In questo momento qual è il problema del mondo? Disporre di beni e servizi che restituiscano la salute ai sette miliardi di persone che la vedono traballare. Quando vedo la pubblicità delle automobili dico: «mah, se fossi un imprenditore non farei più pubblicità oggi alle automobili; chi è che vuole comprare un’automobile oggi, nelle grane in cui siamo?» Si stanno facendo discorsi drammatici, come quelli sulla situazione dei nostri ospedali e ti arriva la pubblicità che vuole vendere la cosa che, rispetto alla tua domanda di soluzioni, è assolutamente inutile.
[ Domanda. Il messaggio di Svegliamoci italici è più utile per ricompattare l’identità e l’unità nazionale italiane, rispetto al tricolore? ]
La risposta è sì, però nella consapevolezza che da questo ci separa la dimensione temporale.

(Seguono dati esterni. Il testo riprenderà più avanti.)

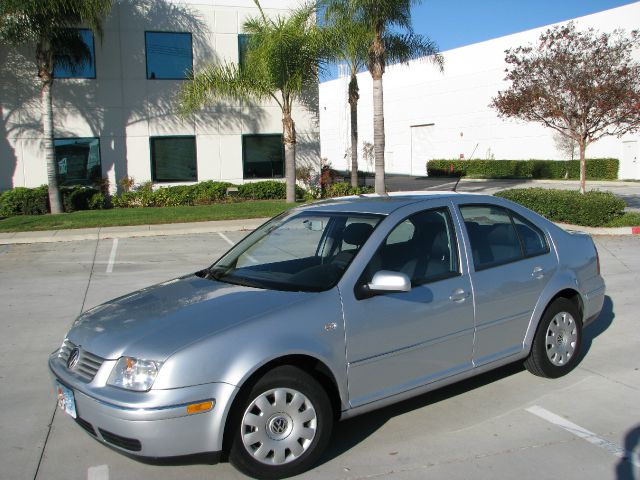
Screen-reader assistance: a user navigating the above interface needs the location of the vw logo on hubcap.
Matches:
[67,347,80,370]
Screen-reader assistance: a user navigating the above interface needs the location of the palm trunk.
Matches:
[579,139,587,193]
[349,72,360,188]
[282,108,296,203]
[41,79,63,214]
[373,75,386,194]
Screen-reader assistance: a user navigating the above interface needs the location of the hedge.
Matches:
[427,158,620,180]
[495,188,626,227]
[0,180,305,217]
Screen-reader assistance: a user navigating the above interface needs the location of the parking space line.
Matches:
[87,465,109,480]
[218,232,235,247]
[527,405,640,467]
[107,238,118,273]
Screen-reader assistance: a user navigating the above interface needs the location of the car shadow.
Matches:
[578,295,616,363]
[616,425,640,480]
[318,361,524,465]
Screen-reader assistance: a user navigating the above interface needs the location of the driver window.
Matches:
[365,209,459,286]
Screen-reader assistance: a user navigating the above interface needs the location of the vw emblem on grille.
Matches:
[271,417,288,435]
[67,347,80,370]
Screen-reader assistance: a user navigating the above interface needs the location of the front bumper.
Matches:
[49,354,237,457]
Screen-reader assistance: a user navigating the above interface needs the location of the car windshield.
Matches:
[205,211,382,292]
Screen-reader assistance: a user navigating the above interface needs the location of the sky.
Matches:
[412,0,640,52]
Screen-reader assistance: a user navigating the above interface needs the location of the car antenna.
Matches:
[451,174,462,192]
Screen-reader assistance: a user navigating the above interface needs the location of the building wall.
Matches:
[320,2,640,178]
[0,0,319,191]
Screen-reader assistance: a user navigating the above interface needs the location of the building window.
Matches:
[150,137,198,182]
[144,32,193,80]
[53,137,102,186]
[53,28,96,78]
[238,33,250,68]
[242,134,284,178]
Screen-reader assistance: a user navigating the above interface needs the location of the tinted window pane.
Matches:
[460,205,522,270]
[53,138,102,185]
[513,215,549,256]
[53,28,96,78]
[366,210,459,285]
[151,137,198,182]
[145,32,193,80]
[242,134,284,178]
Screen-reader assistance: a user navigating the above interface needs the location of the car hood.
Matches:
[67,275,309,361]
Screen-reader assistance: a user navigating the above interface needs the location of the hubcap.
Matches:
[240,388,318,465]
[546,312,578,367]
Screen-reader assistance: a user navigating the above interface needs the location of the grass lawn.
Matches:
[0,200,294,232]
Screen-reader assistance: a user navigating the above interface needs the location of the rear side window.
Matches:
[460,205,549,270]
[513,214,549,257]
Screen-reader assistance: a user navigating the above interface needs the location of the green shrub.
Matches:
[0,185,49,217]
[322,182,373,198]
[427,158,620,180]
[238,180,304,200]
[496,188,626,227]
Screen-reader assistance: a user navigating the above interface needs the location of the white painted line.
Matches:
[107,238,118,273]
[218,232,235,247]
[87,465,109,480]
[527,405,640,467]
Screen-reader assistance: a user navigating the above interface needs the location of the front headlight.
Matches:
[107,357,162,392]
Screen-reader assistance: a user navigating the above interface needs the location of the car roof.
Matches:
[298,191,492,215]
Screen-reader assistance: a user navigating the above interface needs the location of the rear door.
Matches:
[460,204,557,365]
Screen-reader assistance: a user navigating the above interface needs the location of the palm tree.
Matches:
[327,0,444,193]
[0,0,113,213]
[180,0,325,202]
[325,0,373,188]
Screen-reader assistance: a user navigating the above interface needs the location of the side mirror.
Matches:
[357,270,411,299]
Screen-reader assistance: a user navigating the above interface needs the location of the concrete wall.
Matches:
[0,0,319,191]
[320,2,640,178]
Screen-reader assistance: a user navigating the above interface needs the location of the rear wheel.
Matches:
[229,366,333,479]
[524,298,582,378]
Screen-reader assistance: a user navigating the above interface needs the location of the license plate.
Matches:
[56,382,78,418]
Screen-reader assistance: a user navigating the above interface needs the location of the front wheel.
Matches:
[524,298,582,378]
[229,365,333,479]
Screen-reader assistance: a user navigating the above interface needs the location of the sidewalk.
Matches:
[0,218,268,245]
[0,218,640,245]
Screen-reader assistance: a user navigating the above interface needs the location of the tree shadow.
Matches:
[578,295,616,363]
[616,425,640,480]
[0,0,216,190]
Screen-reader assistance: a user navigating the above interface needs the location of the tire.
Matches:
[229,365,333,479]
[524,298,582,378]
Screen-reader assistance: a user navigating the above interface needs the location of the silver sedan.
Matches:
[49,192,605,478]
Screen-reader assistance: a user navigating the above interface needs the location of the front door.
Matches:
[342,208,474,407]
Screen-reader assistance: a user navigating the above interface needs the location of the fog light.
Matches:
[187,400,213,415]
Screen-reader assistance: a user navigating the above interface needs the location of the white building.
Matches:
[320,2,640,178]
[0,0,319,191]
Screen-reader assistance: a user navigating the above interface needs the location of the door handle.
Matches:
[449,288,470,303]
[531,267,544,278]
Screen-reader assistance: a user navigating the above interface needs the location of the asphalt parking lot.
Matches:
[0,228,640,480]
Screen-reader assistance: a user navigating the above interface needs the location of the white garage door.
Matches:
[411,123,434,176]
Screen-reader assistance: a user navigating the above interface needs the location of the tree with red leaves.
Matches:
[490,22,640,193]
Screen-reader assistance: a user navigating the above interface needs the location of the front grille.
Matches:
[98,428,142,452]
[58,338,104,383]
[76,417,97,437]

Il mio libro non si pone una scadenza a qualche anno: ci abbiamo messo 150 anni per arrivare alla sacralizzazione del tricolore, ce ne metteremo altri 150 per arrivare alla sacralizzazione, ammesso che ci si debba arrivare, dell’italicità. Importante è passare gradualmente, senza mettere le due cose in contrapposizione: non è che il Risorgimento vada messo in contrapposizione al Rinascimento. Non c’è dubbio che l’italicizzazione del nostro sistema comunitario non ha bisogno di essere posta in contrapposizione a quel tipo di aggregazione – sostanzialmente geografico – che abbiamo realizzato quando ci siamo chiusi dentro i confini dello Stivale: è chiaro che uscirne non è così facile come chiudercisi.

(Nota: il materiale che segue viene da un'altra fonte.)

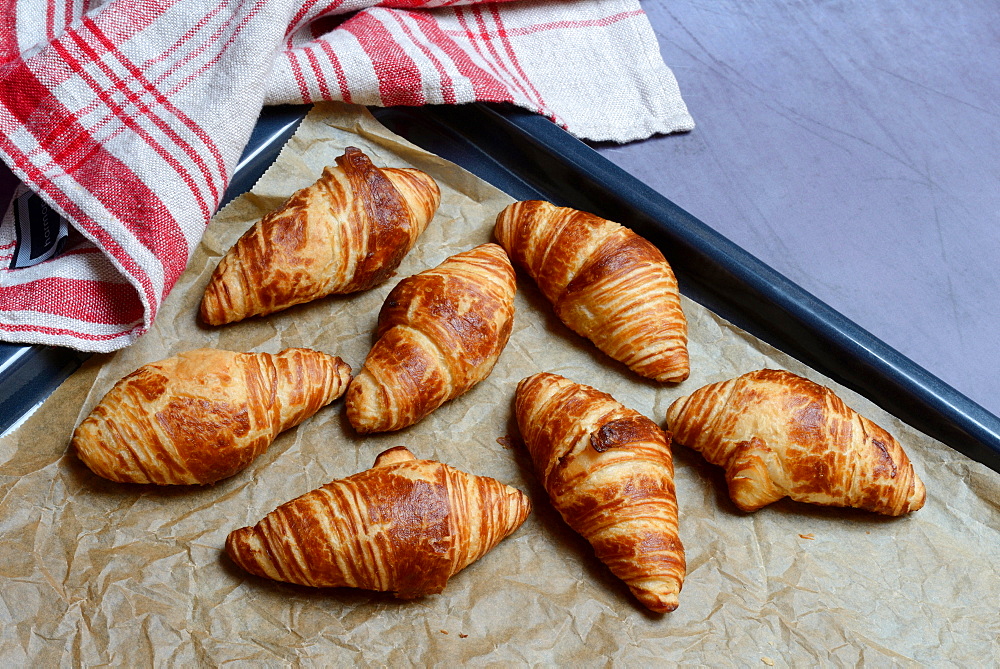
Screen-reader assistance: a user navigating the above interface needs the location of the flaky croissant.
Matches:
[200,147,441,325]
[226,446,531,599]
[72,348,351,485]
[346,244,516,434]
[514,373,685,613]
[667,369,926,516]
[494,201,689,382]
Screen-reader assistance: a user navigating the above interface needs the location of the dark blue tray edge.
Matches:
[373,104,1000,472]
[0,104,1000,472]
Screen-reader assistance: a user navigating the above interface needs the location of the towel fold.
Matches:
[0,0,693,352]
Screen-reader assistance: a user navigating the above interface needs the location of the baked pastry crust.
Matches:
[667,369,926,516]
[346,244,516,434]
[494,200,690,383]
[200,147,441,325]
[515,373,686,613]
[72,348,351,485]
[226,446,531,599]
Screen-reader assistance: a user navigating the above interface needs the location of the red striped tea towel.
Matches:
[0,0,693,352]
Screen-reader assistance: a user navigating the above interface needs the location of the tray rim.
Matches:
[0,103,1000,472]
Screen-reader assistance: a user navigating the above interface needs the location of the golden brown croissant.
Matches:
[72,348,351,485]
[667,369,926,516]
[494,201,689,382]
[515,373,685,613]
[346,244,516,433]
[201,147,441,325]
[226,446,531,599]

Quindi sono convinto che si debbano assumere i tempi giusti, che non sono solo quelli delle pandemie (i tempi dell’ecologia per esempio non sono i tempi delle pandemie). Il tempo della trasformazione del mondo, da un mondo di beghe fra nazioni a uno riorganizzato su grandi civilizzazioni, non può che essere lungo. L’altra condizione è l’accettazione che il problema non è quello di garantirsi una sopravvivenza purché sia. Se vogliamo, questa è una delle sfide del coronavirus: il vero rischio è che noi non sappiamo risolvere i problemi di cui abbiamo discusso e ci chiudiamo in una decadenza che non sarebbe poi un’esperienza così nuova. Nella storia dell’umanità, pestilenze precedenti hanno in molti casi determinato decadenze irreversibili. Quindi, voglio dire, il valore della proposta, se ne ha uno (e io sono convinto che l’abbia) è una prospettiva all’orizzonte indispensabile per navigare nella storia, e la consapevolezza che l’abbandono di un ordine contiene sempre il rischio di cadere meramente nel disordine, che non è un altro ordine ma, diciamo, un’involuzione della situazione precedente.